6 weeks after Emily arrived Jot and I hopped on a red eye flight headed east to Sydney. A mere 5 hour flight later and my sister opened the door to her house holding her dark haired daughter Emily. My niece. I handled the situation like an adult and burst into tears. Once my contact lenses had stopped swimming in my eyes and a quick reminder from Mum on how to hold babies, I had the tiny human in my arms. I loved her immediately and stared at her trying to memorise her perfect little face. From my backpack came the presents that I’d been gathering for her over the last 6 months as I saw them at different markets and toy shops around the country. Then I gave Aff the blanket that I had been working on for the last half a year. The resulting “ohh’s” and “ahh’s” from my sister, mum and partner told me I had nailed the knitting malarky.

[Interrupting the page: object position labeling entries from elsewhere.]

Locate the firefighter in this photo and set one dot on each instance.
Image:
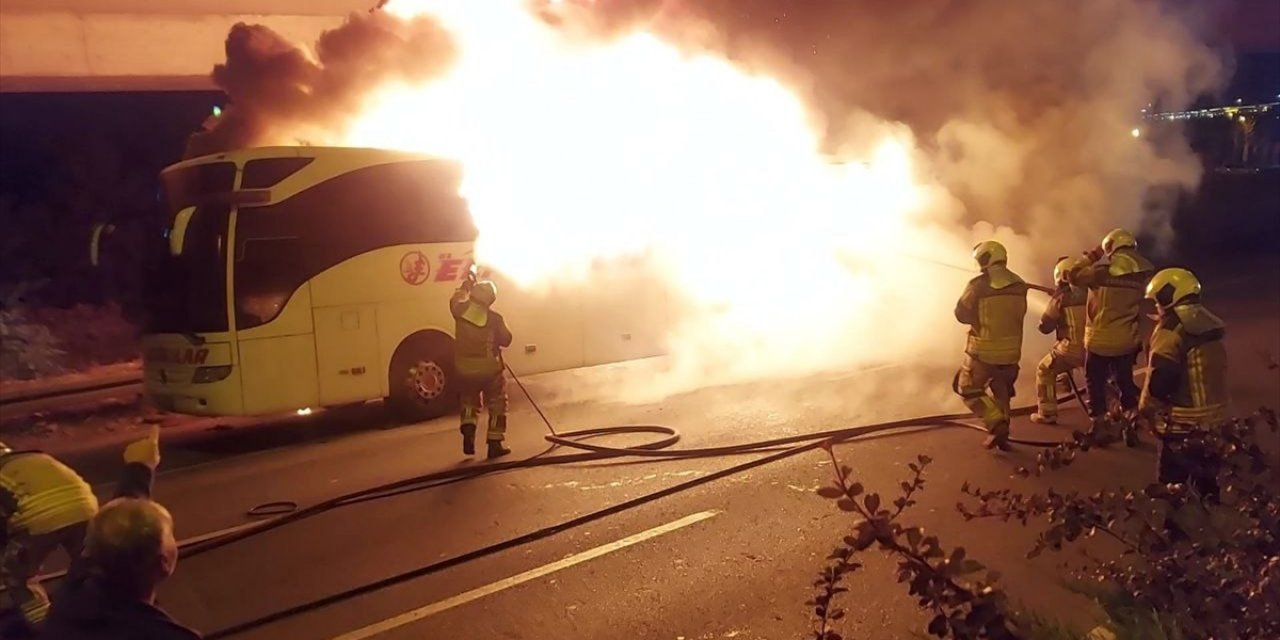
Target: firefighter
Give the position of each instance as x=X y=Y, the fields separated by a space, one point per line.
x=480 y=334
x=1185 y=389
x=1115 y=275
x=993 y=306
x=1064 y=316
x=44 y=506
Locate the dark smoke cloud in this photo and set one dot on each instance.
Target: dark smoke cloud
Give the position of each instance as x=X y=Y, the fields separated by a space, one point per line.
x=278 y=91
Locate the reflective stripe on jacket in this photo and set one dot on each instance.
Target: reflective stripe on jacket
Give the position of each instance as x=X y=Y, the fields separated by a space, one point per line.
x=478 y=347
x=1116 y=288
x=40 y=494
x=993 y=305
x=1188 y=368
x=1065 y=316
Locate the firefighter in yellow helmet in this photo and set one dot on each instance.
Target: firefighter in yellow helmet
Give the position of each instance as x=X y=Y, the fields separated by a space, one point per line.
x=1115 y=275
x=44 y=506
x=1185 y=389
x=480 y=334
x=993 y=306
x=1064 y=316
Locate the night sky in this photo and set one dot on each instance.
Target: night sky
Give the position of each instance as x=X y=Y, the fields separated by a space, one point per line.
x=72 y=159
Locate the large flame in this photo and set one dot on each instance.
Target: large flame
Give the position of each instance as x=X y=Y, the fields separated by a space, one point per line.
x=576 y=152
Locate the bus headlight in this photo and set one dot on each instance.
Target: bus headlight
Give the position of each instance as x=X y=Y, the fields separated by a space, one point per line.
x=210 y=374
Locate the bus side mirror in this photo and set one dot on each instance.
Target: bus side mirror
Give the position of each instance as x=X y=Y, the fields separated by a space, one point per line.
x=178 y=233
x=95 y=242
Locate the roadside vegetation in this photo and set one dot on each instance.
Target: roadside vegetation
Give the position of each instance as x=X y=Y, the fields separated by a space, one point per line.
x=1219 y=579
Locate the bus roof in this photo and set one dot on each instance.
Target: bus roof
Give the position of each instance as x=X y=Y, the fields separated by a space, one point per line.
x=355 y=156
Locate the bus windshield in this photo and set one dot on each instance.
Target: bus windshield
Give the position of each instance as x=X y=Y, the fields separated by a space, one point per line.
x=187 y=264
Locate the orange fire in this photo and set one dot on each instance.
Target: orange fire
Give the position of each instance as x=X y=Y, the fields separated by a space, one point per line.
x=577 y=152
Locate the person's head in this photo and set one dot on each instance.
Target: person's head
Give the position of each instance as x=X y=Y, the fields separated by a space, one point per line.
x=988 y=254
x=1116 y=240
x=131 y=542
x=1173 y=287
x=484 y=293
x=1064 y=268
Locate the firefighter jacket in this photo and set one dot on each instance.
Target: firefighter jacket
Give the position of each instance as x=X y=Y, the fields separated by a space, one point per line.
x=1116 y=288
x=1188 y=369
x=993 y=306
x=1064 y=316
x=479 y=337
x=40 y=496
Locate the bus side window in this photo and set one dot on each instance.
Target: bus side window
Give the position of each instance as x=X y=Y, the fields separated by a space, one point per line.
x=178 y=233
x=264 y=278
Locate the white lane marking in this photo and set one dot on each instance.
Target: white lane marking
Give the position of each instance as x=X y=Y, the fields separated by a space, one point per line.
x=475 y=594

We spent the next week as an army of women looking after the little baby. At age 34 I had somehow never spent a lot of time with babies or children. In fact I think I could have counted my kid filled hours on one hand, since being one myself that is. But my intro to babies was enjoyable. The bouncing helped my step count and I enjoyed the smiles from strangers as I pushed the pram around Bondi. I changed my first nappy, and second and twentieth. My sister dressed Emily in pink baby grows and I changed her into yellow ones. For that too short amount of time my sister had the village they say it takes to care for a child. Then Jot and I had to get back to our travels, and Mum and Dad had to fly back to London.

That Christmas we all saw each other again as families do. This time Jot and I flew from Perth to London and The Jones’s made the 24 hour flight from Sydney to London. By now Emily was 5 months old and much more durable (if you can say that about a baby) so a lot less scary. I lived under the same roof as her for two weeks which was the best Christmas present ever. A few times I got up at 6 to take over from my sister and Emily, the non sleeping baby and I would hang out watching crime dramas on Netflix while the morning sun melted the frost outside and everyone else slept. On Boxing Day I wanted to show Emily the Galea tradition of a walk in the freezing cold (and reach my step count) so I bundled her into a snowsuit I wish came in my size, tied her to my chest and off we went into Epping Forest with Nana Jan in tow.

After Christmas was over and we all headed back to Australia, Jot and I hung out in Sydney to catch up with friends and get some more Emily time in. We showed her the Opera House and Bridge, we took her to an art gallery, we told her that we were really sorry that we lived so far away from her and promised we’d be there for all the big moments if we could be.

July came and in buslife we had made it to the east coast meaning we were about 3 quarters of the way around Australia. I turned 35 and a week later Emily was turning 1. Practically twins. Aff was throwing a first birthday for her to celebrate the fact that she and Dan had survived a year without sleep. As I was shopping for a train set for her birthday present I realised that this was one of the moments that I wanted to be there for. One of the big moments. So at short notice, as with we most things we do, Jot and I booked flights.

During the three days we were in Sydney, Emily and I spent a lot of time together. Naughty Auntie Kate even kept her home from daycare on Friday. I discovered that it isn’t possible to drink a take away coffee and push a pram at the same time. And that a one year old is unable to peel their own banana. We went shopping and she helped her Aunt Jot and I plan what we are going to wear for our upcoming wedding. She seemed like a pro at shopping so I suspect my sister has her in training as her tiny shopping buddy already.

Of course 1 year old Emily won’t know or remember that I was at her 1st birthday party. And I doubt that adult Emily will be that fussed. But it was important to me that I was there and it seemed to make my sister and brother-in-law Dan pretty happy. I have an awesome little niece and I can’t wait to step up as an Aunt and make more memories with her when we get back to Sydney.